Long gone are the days when young trick-or-treaters would go door to door to get fruit and popcorn from their neighbors. Instead, Halloween is now all about how much candy and other sugar-filled, unhealthy items children can collect and consume in the shortest amount of time.
Halloween is a fun holiday and should consist of some candy and treat consumption but it’s important to monitor this. Nutrition experts (and dentists) cringe every time October 31 rolls around, but this year parents can not only do their part in giving out healthier treats, but they can also be sure to monitor what their children are eating, too.
We all know that too much sugar is bad for anyone, but do we know what effects too much sugar can have on our children? Nutrition experts offer the following points:
Children that consume too much sugar and too many carbs can suffer from hypoglycemia causing fatigue, poor concentration, mood swings and frequent illness.
Too many “empty calories” can mean that children aren’t getting the nutrients they need on a daily basis.
A new diabetic is diagnosed every 8 minutes, a threefold increase in the past 5 to 6 years when a new diabetic was diagnosed every 23 minutes.
Recent research has shown that more than 20% of school-aged children are obese and more than 50% are overweight.
Too much sugar can cause chronically elevated blood insulin levels triggering inflammatory problems and elevated cholesterol.
Now don’t get us wrong, this Halloween doesn’t have to be all “doom and gloom” when it comes to having a few treats. Parents need to be very careful in monitoring what their child puts into their mouth and how often they are turning to sugary items.
Ration the sugary products over a longer period of time and incorporate them with a protein snack. Having a protein, especially before the sugar snack, will slow and reduce the rate and quantity of insulin secreted by the pancreas, thereby reducing many of the risks stated above.

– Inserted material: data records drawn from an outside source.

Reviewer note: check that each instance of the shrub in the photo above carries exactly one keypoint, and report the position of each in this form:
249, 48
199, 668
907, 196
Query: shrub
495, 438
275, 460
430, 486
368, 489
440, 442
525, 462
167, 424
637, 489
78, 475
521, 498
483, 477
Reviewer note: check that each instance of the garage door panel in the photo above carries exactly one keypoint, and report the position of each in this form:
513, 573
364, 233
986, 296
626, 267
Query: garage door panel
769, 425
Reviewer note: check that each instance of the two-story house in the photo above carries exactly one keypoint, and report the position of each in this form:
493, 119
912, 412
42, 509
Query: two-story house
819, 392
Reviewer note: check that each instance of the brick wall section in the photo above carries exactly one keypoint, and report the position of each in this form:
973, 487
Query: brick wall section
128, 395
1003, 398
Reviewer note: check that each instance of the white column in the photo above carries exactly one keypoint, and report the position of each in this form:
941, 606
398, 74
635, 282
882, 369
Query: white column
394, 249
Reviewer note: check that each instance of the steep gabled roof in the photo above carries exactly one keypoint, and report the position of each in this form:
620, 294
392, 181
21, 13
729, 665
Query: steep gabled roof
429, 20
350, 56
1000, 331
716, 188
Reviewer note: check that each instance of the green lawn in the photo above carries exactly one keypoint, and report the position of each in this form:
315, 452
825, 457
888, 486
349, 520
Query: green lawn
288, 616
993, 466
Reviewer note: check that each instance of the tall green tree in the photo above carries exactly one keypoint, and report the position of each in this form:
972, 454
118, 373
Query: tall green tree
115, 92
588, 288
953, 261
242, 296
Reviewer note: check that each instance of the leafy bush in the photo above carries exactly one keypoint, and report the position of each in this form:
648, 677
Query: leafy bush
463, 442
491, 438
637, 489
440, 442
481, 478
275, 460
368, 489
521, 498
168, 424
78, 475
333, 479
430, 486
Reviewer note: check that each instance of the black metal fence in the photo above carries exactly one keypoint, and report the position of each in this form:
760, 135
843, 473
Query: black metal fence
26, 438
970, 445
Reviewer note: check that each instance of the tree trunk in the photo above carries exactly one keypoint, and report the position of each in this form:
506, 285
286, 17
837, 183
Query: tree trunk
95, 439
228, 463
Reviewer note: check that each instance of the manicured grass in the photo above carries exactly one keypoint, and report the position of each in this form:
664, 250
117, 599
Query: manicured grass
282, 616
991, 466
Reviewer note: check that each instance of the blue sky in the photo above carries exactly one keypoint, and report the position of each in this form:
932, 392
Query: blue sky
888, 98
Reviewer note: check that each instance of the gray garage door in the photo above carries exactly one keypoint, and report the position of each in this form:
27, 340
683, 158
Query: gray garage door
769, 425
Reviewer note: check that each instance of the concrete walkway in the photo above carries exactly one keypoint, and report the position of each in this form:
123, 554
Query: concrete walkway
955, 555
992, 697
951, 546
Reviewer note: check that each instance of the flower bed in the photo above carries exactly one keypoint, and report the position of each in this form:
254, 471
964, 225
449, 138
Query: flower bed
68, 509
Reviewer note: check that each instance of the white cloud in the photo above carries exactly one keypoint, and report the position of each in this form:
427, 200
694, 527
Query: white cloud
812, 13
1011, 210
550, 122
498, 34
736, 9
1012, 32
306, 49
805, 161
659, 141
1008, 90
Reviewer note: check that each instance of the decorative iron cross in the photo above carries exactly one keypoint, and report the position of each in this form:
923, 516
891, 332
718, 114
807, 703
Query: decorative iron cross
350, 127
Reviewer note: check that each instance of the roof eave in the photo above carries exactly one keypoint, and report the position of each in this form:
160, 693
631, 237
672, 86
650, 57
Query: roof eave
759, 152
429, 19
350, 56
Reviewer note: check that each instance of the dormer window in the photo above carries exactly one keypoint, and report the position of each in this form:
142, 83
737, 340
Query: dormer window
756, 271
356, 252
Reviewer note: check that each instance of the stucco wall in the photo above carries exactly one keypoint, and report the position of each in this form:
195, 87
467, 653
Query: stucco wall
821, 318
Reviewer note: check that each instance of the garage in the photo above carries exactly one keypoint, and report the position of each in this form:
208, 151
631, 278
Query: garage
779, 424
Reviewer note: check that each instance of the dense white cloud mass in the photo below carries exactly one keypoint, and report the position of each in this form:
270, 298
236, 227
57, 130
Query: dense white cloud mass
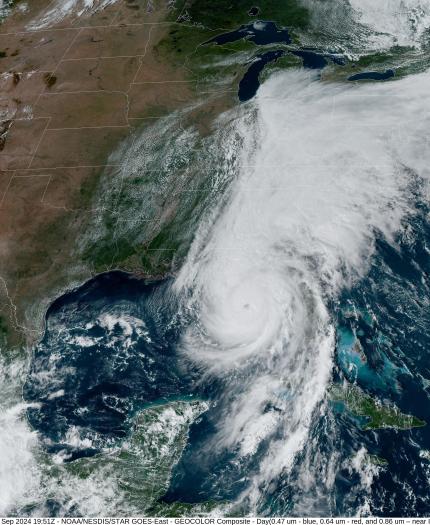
323, 167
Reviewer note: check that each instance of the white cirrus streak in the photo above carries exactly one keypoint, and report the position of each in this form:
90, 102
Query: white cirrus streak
323, 167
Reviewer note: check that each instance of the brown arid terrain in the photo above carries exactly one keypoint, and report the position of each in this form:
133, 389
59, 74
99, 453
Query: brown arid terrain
72, 90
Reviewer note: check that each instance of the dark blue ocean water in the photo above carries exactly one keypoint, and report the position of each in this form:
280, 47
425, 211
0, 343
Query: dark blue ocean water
372, 75
106, 382
261, 32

According to MSNBC.com you can also try some more healthy Halloween treat alternatives that still have great taste without all the sugar and fat. You can make your own healthful Halloween treats and contribute to a healthier Halloween for all of the little goblins in your neighborhood without sacrificing taste or fun.
Start by replacing up to half of the butter, margarine or shortening with heart healthy oils, such as canola or olive oil. Be careful though, cookies that use oil instead of butter often end up crispier and run the risk of drying out sooner so make sure to store them in airtight containers.
Try a fruit puree like applesauce, pear butter, prune filling or canned pumpkin. Using fruit puree in place of fat will produce cookies that are cakier and chewier.
You can also reduce fat in cookies by using nonfat yogurt or buttermilk instead of more traditional ingredients. This helps maintain moisture without the fat content. Try using 1 to 4 tablespoons of any of these ingredients to replace up to 4 tablespoons of butter.